Kinderrechte erhalten einstweilen keinen Verfassungsrang
Die Bundesregierung konnte sich nicht auf die im Koalitionsvertrag vereinbarte Verankerung von Kinderrechten im Grundgesetz einigen. Damit steht die Zukunft dieser überfälligen Initiative in den Sternen.
Die letzten 15 Monate haben gezeigt, dass Kinder hierzulande keine starke Lobby und Rechtsposition haben. Im politischen Pandemie-Management wurden sie zum Spielball, während andere Gruppen ihre Interessen weitaus wirkungsvoller durchsetzen konnten. Damit lieferte die Coronakrise einen erneuten Beleg dafür, dass Kinderrechte strukturell gestärkt werden sollten.
Das war auch zuvor schon weithin unumstritten. Die Große Koalition schrieb sich 2017 das Vorhaben in ihren Kooperationsvertrag, Kinderrechten im Laufe dieser Legislaturperiode zu Verfassungsrang zu verhelfen. Die genaue Ausformulierung eines entsprechenden Grundgesetz-Artikels gestaltete sich indes kompliziert. Bekanntlich werden für eine Grundgesetzänderung Zwei-Drittel-Mehrheiten benötigt, sodass neben den Regierungs- auch Oppositionsparteien mit im Boot sein müssen. Anfang des Jahres aber schien ein Kompromiss zum Greifen nahe.
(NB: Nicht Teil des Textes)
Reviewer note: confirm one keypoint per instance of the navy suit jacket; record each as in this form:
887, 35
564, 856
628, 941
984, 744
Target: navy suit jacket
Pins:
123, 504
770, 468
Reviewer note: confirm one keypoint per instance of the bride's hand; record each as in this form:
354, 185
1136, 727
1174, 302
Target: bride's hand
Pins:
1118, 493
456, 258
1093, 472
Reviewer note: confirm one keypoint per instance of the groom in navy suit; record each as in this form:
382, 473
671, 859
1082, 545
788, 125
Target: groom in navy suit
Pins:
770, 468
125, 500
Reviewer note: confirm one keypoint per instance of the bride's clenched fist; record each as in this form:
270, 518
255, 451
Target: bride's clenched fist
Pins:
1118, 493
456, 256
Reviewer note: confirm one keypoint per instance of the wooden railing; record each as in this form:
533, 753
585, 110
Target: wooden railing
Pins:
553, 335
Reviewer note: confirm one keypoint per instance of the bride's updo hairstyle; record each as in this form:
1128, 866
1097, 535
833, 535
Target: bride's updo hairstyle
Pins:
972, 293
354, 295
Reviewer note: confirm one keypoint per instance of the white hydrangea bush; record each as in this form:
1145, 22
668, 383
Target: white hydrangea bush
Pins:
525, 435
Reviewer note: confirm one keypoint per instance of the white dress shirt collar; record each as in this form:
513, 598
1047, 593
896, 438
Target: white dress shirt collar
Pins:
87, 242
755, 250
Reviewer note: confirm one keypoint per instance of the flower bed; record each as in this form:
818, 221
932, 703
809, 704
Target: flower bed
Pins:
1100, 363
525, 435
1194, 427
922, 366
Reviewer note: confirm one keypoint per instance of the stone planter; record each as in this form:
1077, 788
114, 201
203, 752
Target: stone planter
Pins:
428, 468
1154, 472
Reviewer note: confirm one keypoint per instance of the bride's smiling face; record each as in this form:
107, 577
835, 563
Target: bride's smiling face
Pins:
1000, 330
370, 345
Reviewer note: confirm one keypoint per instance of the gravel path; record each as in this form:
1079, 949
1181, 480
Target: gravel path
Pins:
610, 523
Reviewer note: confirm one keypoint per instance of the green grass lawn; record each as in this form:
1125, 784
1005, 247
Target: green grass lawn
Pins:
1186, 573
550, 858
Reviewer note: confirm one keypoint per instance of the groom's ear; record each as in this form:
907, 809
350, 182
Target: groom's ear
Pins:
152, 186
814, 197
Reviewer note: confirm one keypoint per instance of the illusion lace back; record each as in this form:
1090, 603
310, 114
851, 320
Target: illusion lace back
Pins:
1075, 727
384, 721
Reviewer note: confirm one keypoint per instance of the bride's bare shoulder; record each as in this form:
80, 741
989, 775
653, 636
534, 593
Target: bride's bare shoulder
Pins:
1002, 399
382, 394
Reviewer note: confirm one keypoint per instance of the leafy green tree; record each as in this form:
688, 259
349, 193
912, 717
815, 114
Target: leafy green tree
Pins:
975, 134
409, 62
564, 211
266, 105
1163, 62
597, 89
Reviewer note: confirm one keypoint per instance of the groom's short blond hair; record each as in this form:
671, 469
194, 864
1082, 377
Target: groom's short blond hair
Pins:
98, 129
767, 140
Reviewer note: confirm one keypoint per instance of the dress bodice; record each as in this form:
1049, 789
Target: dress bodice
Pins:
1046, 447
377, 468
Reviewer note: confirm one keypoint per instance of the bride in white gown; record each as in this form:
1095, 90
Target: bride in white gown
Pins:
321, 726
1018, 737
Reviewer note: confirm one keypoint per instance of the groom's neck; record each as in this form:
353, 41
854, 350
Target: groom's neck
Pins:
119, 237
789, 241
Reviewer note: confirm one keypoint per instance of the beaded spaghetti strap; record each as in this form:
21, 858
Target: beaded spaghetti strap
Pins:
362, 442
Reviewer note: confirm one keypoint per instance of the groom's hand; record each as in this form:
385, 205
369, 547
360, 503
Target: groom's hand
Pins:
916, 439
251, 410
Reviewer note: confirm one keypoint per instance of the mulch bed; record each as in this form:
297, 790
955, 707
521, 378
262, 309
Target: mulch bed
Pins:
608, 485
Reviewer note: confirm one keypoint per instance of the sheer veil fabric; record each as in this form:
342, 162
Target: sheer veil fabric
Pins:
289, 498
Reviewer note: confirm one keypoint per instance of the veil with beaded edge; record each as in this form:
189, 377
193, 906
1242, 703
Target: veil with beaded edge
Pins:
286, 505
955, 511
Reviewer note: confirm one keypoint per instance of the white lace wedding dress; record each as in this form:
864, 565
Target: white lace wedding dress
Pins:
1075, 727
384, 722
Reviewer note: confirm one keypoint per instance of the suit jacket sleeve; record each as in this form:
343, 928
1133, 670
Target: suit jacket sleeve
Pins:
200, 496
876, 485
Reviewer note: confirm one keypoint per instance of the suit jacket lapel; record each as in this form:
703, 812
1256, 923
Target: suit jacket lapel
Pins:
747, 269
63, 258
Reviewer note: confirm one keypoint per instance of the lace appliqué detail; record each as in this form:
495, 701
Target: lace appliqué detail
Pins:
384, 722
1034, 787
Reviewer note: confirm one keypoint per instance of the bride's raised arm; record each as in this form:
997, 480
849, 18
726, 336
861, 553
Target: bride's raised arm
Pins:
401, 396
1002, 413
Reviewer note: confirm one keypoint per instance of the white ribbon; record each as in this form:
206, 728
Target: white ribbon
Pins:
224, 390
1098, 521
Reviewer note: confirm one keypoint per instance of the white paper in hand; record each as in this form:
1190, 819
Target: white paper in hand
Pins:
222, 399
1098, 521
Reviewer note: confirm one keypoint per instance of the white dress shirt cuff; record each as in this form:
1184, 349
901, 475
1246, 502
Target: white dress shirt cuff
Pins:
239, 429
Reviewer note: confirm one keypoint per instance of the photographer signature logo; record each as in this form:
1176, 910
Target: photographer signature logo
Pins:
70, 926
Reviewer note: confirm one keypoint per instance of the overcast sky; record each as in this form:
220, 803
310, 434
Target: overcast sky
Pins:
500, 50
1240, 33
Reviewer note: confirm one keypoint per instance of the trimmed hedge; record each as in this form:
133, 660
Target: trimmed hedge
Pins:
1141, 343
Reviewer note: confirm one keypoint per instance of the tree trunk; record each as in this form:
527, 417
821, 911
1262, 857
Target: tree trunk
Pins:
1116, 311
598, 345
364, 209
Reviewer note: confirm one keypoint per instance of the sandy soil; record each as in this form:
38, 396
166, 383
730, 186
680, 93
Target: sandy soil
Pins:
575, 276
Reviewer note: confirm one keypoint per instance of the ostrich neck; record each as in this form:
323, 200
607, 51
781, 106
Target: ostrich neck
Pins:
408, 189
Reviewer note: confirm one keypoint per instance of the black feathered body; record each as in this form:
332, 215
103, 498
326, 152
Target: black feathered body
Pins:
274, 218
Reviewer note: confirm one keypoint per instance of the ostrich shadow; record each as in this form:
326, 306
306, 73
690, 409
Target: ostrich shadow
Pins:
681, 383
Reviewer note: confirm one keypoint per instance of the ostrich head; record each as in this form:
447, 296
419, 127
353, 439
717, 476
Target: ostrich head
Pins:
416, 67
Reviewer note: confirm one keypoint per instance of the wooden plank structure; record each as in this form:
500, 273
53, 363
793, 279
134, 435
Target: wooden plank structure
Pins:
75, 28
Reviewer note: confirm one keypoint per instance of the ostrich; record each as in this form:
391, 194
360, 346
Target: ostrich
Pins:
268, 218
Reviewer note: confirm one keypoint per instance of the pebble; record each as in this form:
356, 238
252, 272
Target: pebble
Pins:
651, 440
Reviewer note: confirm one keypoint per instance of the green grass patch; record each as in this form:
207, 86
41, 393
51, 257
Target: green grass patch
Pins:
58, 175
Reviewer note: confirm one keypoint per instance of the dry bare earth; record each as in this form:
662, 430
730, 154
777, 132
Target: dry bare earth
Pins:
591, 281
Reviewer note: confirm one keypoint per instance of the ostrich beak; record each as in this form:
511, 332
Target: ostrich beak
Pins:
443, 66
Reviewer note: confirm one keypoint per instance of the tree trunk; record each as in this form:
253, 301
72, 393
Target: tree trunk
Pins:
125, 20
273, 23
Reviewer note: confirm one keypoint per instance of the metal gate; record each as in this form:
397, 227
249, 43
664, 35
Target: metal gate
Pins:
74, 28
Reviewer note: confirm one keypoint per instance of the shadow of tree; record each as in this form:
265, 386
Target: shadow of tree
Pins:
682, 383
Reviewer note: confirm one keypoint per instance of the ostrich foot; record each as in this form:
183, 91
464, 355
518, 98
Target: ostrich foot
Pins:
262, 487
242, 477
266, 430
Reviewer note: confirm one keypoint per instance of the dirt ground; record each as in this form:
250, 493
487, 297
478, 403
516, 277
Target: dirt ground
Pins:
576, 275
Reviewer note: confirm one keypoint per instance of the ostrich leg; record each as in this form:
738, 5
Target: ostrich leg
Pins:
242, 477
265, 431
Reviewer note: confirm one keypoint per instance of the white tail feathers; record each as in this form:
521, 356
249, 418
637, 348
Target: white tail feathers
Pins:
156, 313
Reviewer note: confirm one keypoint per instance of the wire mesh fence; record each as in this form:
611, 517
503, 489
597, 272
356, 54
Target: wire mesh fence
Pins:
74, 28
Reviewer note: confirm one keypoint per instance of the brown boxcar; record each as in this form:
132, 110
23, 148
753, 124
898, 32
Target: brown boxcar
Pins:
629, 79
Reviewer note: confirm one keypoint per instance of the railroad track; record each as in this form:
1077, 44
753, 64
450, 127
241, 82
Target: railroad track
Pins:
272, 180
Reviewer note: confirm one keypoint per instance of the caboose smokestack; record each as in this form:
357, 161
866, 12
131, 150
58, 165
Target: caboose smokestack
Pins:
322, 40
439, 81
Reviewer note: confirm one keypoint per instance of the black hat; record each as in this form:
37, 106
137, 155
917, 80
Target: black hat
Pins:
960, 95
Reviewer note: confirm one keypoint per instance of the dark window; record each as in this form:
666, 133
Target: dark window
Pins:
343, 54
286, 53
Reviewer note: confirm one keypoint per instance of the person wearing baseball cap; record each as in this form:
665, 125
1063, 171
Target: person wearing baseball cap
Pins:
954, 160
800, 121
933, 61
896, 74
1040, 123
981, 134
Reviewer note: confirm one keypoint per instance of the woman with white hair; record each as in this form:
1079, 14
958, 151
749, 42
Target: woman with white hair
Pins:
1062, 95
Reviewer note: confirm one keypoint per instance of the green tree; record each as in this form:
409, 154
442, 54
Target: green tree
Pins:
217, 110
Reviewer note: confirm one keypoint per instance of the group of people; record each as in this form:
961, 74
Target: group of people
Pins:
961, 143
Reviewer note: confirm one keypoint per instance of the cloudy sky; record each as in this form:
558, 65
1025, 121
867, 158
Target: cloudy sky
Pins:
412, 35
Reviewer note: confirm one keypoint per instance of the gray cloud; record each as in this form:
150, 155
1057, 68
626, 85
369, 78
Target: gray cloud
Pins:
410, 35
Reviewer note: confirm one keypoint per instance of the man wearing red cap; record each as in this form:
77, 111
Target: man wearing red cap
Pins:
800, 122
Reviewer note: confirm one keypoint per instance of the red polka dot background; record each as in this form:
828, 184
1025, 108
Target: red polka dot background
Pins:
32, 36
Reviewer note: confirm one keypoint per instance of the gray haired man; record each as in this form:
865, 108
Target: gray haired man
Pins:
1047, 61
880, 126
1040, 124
Die Bundesregierung legte folgenden Vorschlag für Artikel 6 des Grundgesetzes vor:
„Die verfassungsmäßigen Rechte der Kinder einschließlich ihres Rechts auf Entwicklung zu eigenverantwortlichen Persönlichkeiten sind zu achten und zu schützen. Das Wohl des Kindes ist angemessen zu berücksichtigen. Der verfassungsrechtliche Anspruch von Kindern auf rechtliches Gehör ist zu wahren. Die Erstverantwortung der Eltern bleibt unberührt.“
Die butterweichen Formulierungen („angemessen zu berücksichtigen“) lassen schon erkennen, dass an diesem Text lange herumgefeilt wurde. Insbesondere die Unionsparteien wollten zuletzt zu eindeutige Rechtsansprüche verhindern.
Schuld sind: die anderen
Nun jedoch ist auch dieser Kompromissvorschlag vom Tisch – ohne dass klar würde, aus welchen Gründen genau. Die SPD sieht die Schuld für das Scheitern der Initiative bei Union und Opposition, während die Union die SPD verantwortlich macht. In dieser Legislaturperiode und mit dieser Bundesregierung, so viel ist klar, wird das Vorhaben nicht mehr umgesetzt.
Groß ist nun die Enttäuschung bei Kinderrechts-Aktivisten und -Organisationen. Auch die Deutsche Akademie für Kinder- und Jugendmedizin (DAKJ), der Dachverband der kinder- und jugendmedizinischen Fachgesellschaften, übt Kritik: „Es wäre gerade jetzt wichtig gewesen, ein Signal an die nachfolgende Generation zu richten, dass sie auf Politik und Gesellschaft vertrauen kann, wenn es um die angemessene Würdigung ihrer Belange geht“, bedauert DAKJ-Generalsekretär Prof. Dr. Hans-Iko Huppertz. Das Aktionsbündnis Kinderrechte, zu dem sich UNICEF Deutschland, das Deutsche Kinderhilfswerk, die Deutsche Liga für das Kind und der Kinderschutzbund zusammengeschlossen haben, spricht von einem „herben Dämpfer für die Kinder, Jugendlichen und Familien unseres Landes, die in den vergangenen Monaten ohnehin schon wenig Unterstützung erfahren haben“.